Badanie na obecność przeciwciał kosztuje nie więcej niż 30 zł i można je zrobić przy okazji innych analiz na obecność wirusów – a każde pobranie jest pod tym kątem sprawdzane. Poza tym należałoby wprowadzić bardzo szybki przepływ informacji pomiędzy sanepidem a punktami krwiodawstwa, które dzisiaj nie dzwonią do ozdrowieńców natychmiast po zakończeniu ich kwarantanny!
A przecież liczy się czas – poziom przeciwciał szybko spada po zakażeniu. Ważne jest więc nie tylko, by ktoś się zgodził i oddał osocze, ale by zrobił to w okresie, gdy jeszcze ma wysoki poziom przeciwciał. Po trzech tygodniach stężenie spada do poziomu nieprzydatności. Tak wynika z badań przy naszym projekcie.
W lipcu przeprowadziliśmy w Lublinie pomiary na obecność tych przeciwciał na grupie kilkuset osób, które się zgłosiły. Mówimy o osobach, które nie były zidentyfikowane jako chore na COVID-19. Okazało się, że już w tym czasie i w tym miejscu 4 proc. miało przeciwciała. Dzisiaj ten procent w różnych częściach kraju może być nawet kilka razy większy.
Bardzo ważny jest też kontekst przyszłej szczepionki. Nawet jeśli zostanie wprowadzona, to istotny procent populacji nie będzie mógł być szczepiony (np. część chorych na raka) lub nie nabierze odporności. Dla nich jedynym rozwiązaniem może być osocze lub jeszcze lepiej – lek.
Czytaj także: Wyboista droga polskiego leku na COVID-19. Trzeba przyspieszyć!
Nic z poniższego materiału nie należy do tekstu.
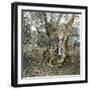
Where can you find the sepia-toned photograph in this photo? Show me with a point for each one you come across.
(50, 43)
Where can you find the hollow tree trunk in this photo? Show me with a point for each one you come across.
(68, 28)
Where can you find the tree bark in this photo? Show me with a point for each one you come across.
(65, 51)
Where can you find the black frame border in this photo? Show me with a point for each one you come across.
(14, 43)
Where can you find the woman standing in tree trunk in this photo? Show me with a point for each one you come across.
(59, 42)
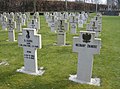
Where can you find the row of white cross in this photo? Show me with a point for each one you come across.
(86, 45)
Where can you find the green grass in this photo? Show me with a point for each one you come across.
(59, 62)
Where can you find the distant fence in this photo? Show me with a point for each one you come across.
(27, 5)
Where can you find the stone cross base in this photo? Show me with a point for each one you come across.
(39, 72)
(94, 81)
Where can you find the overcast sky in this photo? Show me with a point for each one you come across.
(101, 1)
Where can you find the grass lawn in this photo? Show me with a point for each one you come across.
(59, 62)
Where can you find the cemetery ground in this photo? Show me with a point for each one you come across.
(60, 62)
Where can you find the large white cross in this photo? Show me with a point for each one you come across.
(30, 41)
(33, 24)
(73, 24)
(94, 27)
(86, 46)
(11, 30)
(62, 27)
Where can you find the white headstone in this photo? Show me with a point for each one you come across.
(94, 27)
(11, 30)
(73, 24)
(62, 27)
(23, 19)
(19, 23)
(30, 41)
(33, 24)
(4, 22)
(86, 46)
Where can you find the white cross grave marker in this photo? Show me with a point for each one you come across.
(4, 22)
(95, 27)
(62, 27)
(73, 24)
(33, 24)
(86, 46)
(19, 23)
(30, 41)
(11, 30)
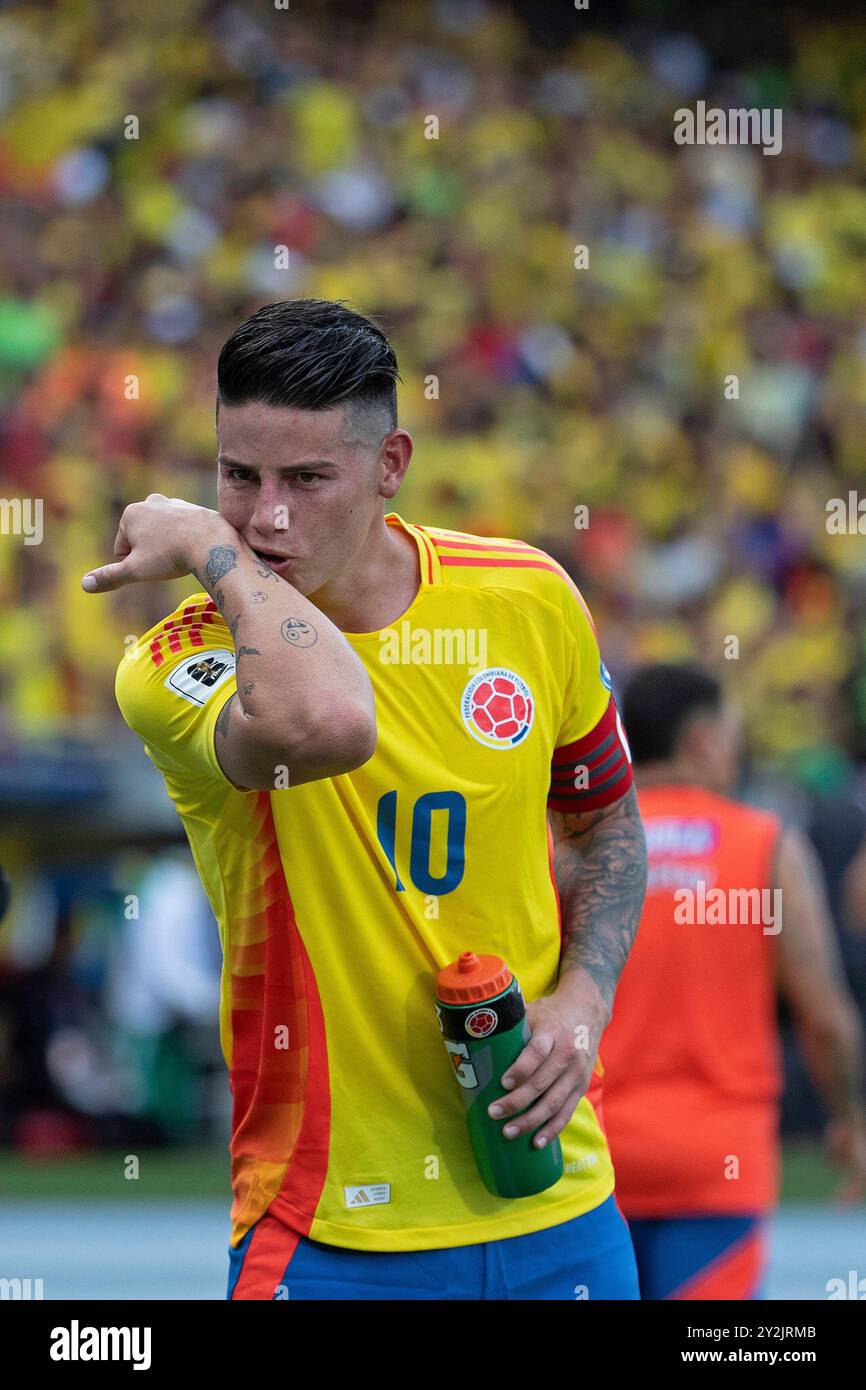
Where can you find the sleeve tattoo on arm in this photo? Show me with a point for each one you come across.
(224, 716)
(601, 873)
(220, 560)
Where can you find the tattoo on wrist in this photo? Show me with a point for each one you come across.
(220, 560)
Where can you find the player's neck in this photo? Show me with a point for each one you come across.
(378, 587)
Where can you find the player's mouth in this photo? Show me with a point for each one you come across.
(278, 563)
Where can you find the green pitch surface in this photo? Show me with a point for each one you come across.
(205, 1172)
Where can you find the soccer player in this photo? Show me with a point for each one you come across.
(734, 912)
(364, 724)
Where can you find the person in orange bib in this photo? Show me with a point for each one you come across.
(691, 1057)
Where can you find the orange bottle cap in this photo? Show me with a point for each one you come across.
(473, 977)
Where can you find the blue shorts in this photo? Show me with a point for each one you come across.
(587, 1257)
(701, 1257)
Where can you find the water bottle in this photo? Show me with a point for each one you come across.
(484, 1025)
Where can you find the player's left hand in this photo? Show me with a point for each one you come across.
(555, 1068)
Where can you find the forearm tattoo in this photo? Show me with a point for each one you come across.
(599, 862)
(224, 716)
(220, 560)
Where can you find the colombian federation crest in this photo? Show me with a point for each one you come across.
(498, 708)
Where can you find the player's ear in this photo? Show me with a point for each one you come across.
(395, 453)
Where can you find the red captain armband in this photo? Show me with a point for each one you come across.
(594, 770)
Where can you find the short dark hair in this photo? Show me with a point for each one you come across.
(658, 704)
(312, 355)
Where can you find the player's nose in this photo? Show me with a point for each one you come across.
(270, 519)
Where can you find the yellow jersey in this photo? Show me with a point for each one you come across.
(338, 901)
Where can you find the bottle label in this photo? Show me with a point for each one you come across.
(476, 1020)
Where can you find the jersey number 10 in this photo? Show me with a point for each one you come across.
(421, 833)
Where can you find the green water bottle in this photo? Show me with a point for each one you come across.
(484, 1023)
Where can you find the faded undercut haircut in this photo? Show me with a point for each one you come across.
(313, 355)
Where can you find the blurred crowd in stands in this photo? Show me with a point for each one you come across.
(699, 385)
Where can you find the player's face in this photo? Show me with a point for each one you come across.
(299, 489)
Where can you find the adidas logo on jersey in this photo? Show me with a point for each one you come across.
(369, 1194)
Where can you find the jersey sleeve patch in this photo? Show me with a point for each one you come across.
(198, 677)
(594, 770)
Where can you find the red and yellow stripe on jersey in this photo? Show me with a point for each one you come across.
(338, 901)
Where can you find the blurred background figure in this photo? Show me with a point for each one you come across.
(734, 911)
(670, 421)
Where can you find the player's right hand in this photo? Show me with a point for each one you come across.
(154, 541)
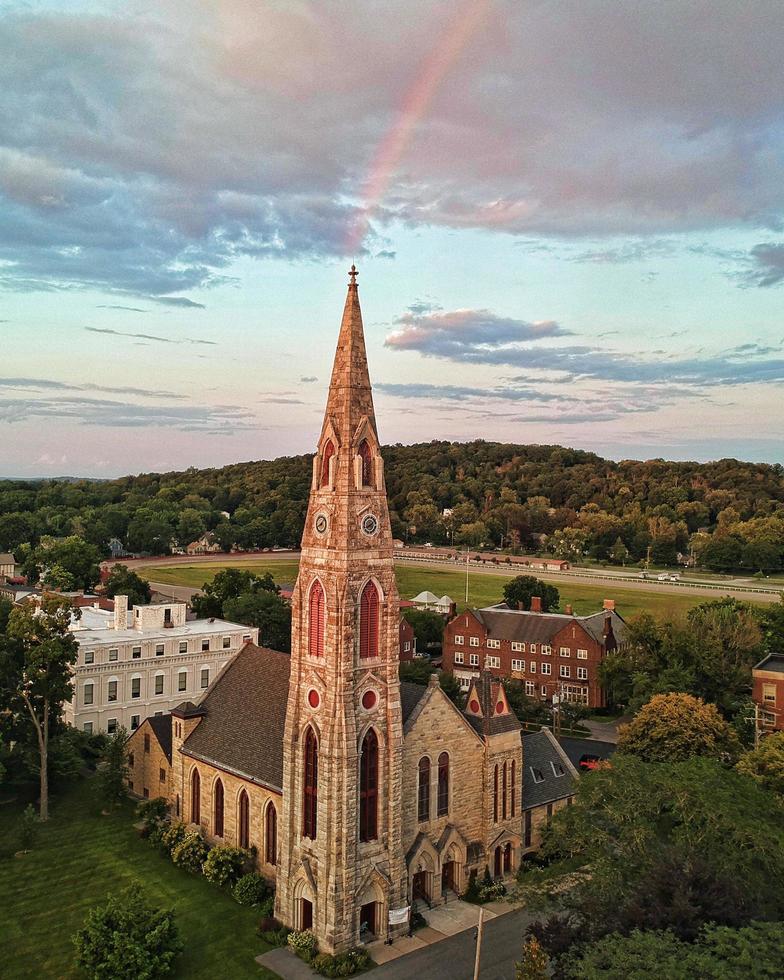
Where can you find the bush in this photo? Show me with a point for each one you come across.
(251, 889)
(304, 944)
(191, 852)
(126, 939)
(343, 964)
(224, 865)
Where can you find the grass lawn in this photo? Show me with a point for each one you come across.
(484, 589)
(78, 858)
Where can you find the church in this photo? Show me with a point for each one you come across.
(360, 794)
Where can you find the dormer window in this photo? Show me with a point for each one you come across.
(326, 455)
(367, 464)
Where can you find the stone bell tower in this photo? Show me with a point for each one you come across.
(341, 867)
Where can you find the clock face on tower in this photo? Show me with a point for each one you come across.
(369, 525)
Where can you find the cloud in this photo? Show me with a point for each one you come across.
(459, 333)
(149, 336)
(144, 152)
(49, 384)
(213, 420)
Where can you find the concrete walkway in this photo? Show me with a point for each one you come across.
(443, 922)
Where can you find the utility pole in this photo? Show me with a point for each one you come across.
(479, 929)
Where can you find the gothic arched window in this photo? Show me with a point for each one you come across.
(316, 616)
(368, 621)
(271, 835)
(326, 455)
(310, 786)
(244, 820)
(367, 463)
(368, 788)
(195, 796)
(423, 796)
(217, 809)
(443, 785)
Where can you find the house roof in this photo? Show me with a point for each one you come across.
(774, 662)
(518, 625)
(245, 717)
(161, 726)
(548, 775)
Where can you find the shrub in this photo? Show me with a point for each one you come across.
(224, 865)
(127, 939)
(251, 889)
(304, 944)
(191, 852)
(342, 964)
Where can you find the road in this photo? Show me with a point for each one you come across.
(615, 580)
(453, 958)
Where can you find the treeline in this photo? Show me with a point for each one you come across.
(728, 515)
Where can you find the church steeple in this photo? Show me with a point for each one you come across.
(341, 827)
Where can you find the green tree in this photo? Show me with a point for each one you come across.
(126, 938)
(675, 727)
(765, 764)
(266, 610)
(519, 591)
(123, 580)
(113, 768)
(44, 651)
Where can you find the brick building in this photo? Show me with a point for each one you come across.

Jako państwo stanęliśmy przed wyzwaniem, jakiego nie mieliśmy od dziesięcioleci. Musimy z całych sił walczyć o zdrowie i życie naszych obywateli. Jedną z najskuteczniejszych obecnie metod leczenia chorych na COVID-19 jest podawanie im osocza z przeciwciałami anty-SARS-CoV-2.
Dlatego apeluję i proszę każdego ozdrowieńca o to, żeby zechciał oddać swoje osocze. Bohaterska postawa i poświęcenie każdego dawcy będzie wynagrodzone kolejnym uratowanym życiem. Pokażmy całemu światu, że Polacy potrafią. Bądźmy dumni z tego, że jesteśmy gotowi do poświęcenia na rzecz potrzebujących.
Mamy możliwość uratowania setek, a może i tysięcy ludzkich istnień. Pomóżmy zwalczyć koronawirusa tym, którzy są słabsi i potrzebujący. My, jako naród, będziemy zawsze pamiętać o tym akcie poświęcenia w walce o zdrowie i życie innych.